Esse artigo da CF autoriza, entre outras medidas, a exoneração de servidores públicos não estáveis e, também, estáveis para que as despesas com pessoal sejam enquadradas nos limites previstos. Nessas bases, a exoneração de servidores estáveis tem como primeira condição que se tenha promovido a diminuição em pelo menos vinte por cento da despesa com cargos em comissão e funções de confiança (inciso I do § 3º artigo 169) e a exoneração dos servidores não estáveis (inciso II do § 3º artigo 169). Caso essas medidas não tenham sido suficientes para ajustar a despesa com pessoal ativo e inativo aos limites previstos, os parágrafos 4º ao 7º do artigo 169 autorizam e disciplinam demissões de servidores estáveis, nos limites da Lei Complementar 101/2000 (LRF).
O § 4º do artigo 169 estipula, especificamente, como condição para a exoneração de servidores estáveis a necessidade da edição, pelo respectivo Poder competente, no caso a própria USP, de prévio ato normativo motivado que especifique a dispensa.
Nesse caso, é nosso entendimento que os balizamentos a serem seguidos pela USP na edição de um ato normativo que trate de dispensas são os definidos pela Lei Federal 9.801/99, de modo que esse ato não adote critérios eminentemente subjetivos, arbitrários, e termine por violar importantes princípios constitucionais, como a isonomia e a impessoalidade. Há de ser impessoal, genérico, com critérios gerais e abstratos para a definição de prioridades na escolha dos servidores que serão exonerados.
Visando a necessidade de se restringir a discricionariedade administrativa na escolha dos servidores estáveis exoneráveis, com base no artigo 169 da CF/88, a Lei 9.801/99 estabeleceu os balizamentos definidores que deve conter o ato normativo e os critérios para seleção dos servidores a serem exonerados, conforme segue:
Art. 2º -
§ 1º O ato normativo deverá especificar:
I - a economia de recursos e o número correspondente de servidores a serem exonerados;
II - a atividade funcional e o órgão ou a unidade administrativa objeto de redução de pessoal;
III - o critério geral impessoal escolhido para a identificação dos servidores estáveis a serem desligados dos respectivos cargos;
IV - os critérios e as garantias especiais escolhidos para identificação dos servidores estáveis que, em decorrência das atribuições do cargo efetivo, desenvolvam atividades exclusivas de Estado;
V - o prazo de pagamento da indenização devida pela perda do cargo;
VI - os créditos orçamentários para o pagamento das indenizações.

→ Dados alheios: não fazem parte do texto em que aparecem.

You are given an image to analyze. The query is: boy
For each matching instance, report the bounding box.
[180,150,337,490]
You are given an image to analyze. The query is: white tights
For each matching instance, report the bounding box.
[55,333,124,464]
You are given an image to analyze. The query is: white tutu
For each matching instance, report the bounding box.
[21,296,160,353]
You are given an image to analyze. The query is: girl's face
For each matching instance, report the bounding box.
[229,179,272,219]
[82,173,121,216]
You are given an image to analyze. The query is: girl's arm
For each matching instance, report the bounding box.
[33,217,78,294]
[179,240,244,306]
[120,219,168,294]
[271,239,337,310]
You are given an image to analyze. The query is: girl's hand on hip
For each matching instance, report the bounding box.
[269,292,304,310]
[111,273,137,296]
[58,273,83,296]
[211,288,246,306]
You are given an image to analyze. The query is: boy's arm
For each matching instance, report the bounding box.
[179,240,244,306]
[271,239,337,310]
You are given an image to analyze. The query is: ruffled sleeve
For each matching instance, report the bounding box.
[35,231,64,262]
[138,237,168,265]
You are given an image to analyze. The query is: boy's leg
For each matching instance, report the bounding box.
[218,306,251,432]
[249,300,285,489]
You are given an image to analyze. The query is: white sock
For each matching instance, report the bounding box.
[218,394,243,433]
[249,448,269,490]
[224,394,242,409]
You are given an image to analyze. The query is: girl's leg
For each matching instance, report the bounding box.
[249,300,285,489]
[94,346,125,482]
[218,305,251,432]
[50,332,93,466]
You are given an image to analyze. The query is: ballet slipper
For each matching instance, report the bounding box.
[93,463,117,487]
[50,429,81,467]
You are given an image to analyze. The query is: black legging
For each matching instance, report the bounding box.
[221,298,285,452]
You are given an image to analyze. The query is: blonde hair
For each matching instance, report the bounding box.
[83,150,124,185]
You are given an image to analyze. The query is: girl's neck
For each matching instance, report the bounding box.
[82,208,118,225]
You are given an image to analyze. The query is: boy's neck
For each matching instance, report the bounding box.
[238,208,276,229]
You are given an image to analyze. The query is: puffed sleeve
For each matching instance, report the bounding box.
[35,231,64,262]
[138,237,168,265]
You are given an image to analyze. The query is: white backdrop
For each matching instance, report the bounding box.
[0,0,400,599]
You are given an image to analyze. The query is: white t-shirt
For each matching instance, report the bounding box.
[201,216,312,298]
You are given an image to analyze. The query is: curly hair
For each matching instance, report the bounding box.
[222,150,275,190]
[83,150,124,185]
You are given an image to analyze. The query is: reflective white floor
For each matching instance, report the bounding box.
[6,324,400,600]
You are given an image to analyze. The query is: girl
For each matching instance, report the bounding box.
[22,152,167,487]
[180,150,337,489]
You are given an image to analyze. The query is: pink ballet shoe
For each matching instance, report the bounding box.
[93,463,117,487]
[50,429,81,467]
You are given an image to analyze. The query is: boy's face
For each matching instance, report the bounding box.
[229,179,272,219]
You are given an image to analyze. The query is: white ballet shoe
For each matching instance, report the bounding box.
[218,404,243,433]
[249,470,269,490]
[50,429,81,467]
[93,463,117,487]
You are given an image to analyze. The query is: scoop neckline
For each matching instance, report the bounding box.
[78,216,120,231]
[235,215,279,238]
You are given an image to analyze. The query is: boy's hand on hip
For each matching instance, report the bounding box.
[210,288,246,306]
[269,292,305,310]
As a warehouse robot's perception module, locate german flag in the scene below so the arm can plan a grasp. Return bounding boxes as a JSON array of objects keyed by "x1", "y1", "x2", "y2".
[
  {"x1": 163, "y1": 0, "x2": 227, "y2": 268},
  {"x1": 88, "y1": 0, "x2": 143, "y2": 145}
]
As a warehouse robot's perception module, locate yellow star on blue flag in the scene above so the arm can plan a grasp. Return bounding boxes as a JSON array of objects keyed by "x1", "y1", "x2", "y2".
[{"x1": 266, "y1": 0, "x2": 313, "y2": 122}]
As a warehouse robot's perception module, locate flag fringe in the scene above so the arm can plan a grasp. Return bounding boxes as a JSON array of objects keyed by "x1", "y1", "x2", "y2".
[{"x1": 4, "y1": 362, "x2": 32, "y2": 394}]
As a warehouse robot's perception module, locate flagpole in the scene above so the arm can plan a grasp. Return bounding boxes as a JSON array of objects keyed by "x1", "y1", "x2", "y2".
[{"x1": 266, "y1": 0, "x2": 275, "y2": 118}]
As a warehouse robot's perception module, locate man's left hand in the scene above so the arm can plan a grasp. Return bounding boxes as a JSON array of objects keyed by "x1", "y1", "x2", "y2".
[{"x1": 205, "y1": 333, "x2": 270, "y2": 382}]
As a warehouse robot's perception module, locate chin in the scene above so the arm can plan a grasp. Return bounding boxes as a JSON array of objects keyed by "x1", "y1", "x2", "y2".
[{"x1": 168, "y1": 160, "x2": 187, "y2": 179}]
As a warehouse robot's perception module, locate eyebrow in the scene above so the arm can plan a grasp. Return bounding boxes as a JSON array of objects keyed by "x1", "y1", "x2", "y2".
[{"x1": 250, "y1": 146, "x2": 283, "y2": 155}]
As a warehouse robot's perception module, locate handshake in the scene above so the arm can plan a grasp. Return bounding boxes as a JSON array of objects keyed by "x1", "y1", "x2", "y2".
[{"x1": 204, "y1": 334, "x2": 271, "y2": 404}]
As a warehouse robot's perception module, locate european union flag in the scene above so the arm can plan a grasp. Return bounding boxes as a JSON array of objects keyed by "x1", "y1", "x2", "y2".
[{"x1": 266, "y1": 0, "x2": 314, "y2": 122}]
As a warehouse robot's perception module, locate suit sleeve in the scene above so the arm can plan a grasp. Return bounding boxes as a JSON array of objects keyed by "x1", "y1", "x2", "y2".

§ 2º O critério geral para identificação impessoal a que se refere o inciso III do § 1º será escolhido entre:
I - menor tempo de serviço público;
II - maior remuneração;
III - menor idade.§ 3º O critério geral eleito poderá ser combinado com o critério complementar do menor número de dependentes para fins de formação de uma listagem de classificação.
Merecem destaque ainda os seguintes pontos da proposta da Reitoria:
1. O Cap. VII estipula que o descumprimento das normas propostas ensejará “responsabilidade dos gestores universitários, nos termos do regime disciplinar geral da USP”;
2. embora esteja previsto no Cap. VIII das Disposições Transitórias, que as regras previstas no Cap. II, dos limites de despesas com pessoal, passarão a vigorar para o exercício orçamentário de 2022, ali também se afirma que “enquanto não forem atingidos os parâmetros previstos no Capítulo II, as diretrizes orçamentárias e os orçamentos anuais deverão conter medidas que indiquem a redução de despesas totais com pessoal, visando ao menos a 5 pontos percentuais, em relação ao percentual acumulado nos 12 meses seguintes”. Ou seja, não há garantia de que não se esteja cogitando de se lançar mão de exonerações já a partir de agora caso a proposta seja aprovada;
3. A previsão, no Cap. VIII, de que “Qualquer alteração da presente norma, anteriormente a 2022, dependerá de aprovação por 2/3 de votos dos membros do Conselho Universitário”, é incompatível com o Estatuto, que não exige quórum especial para deliberações sobre matéria orçamentária e sobre parâmetros de sustentabilidade.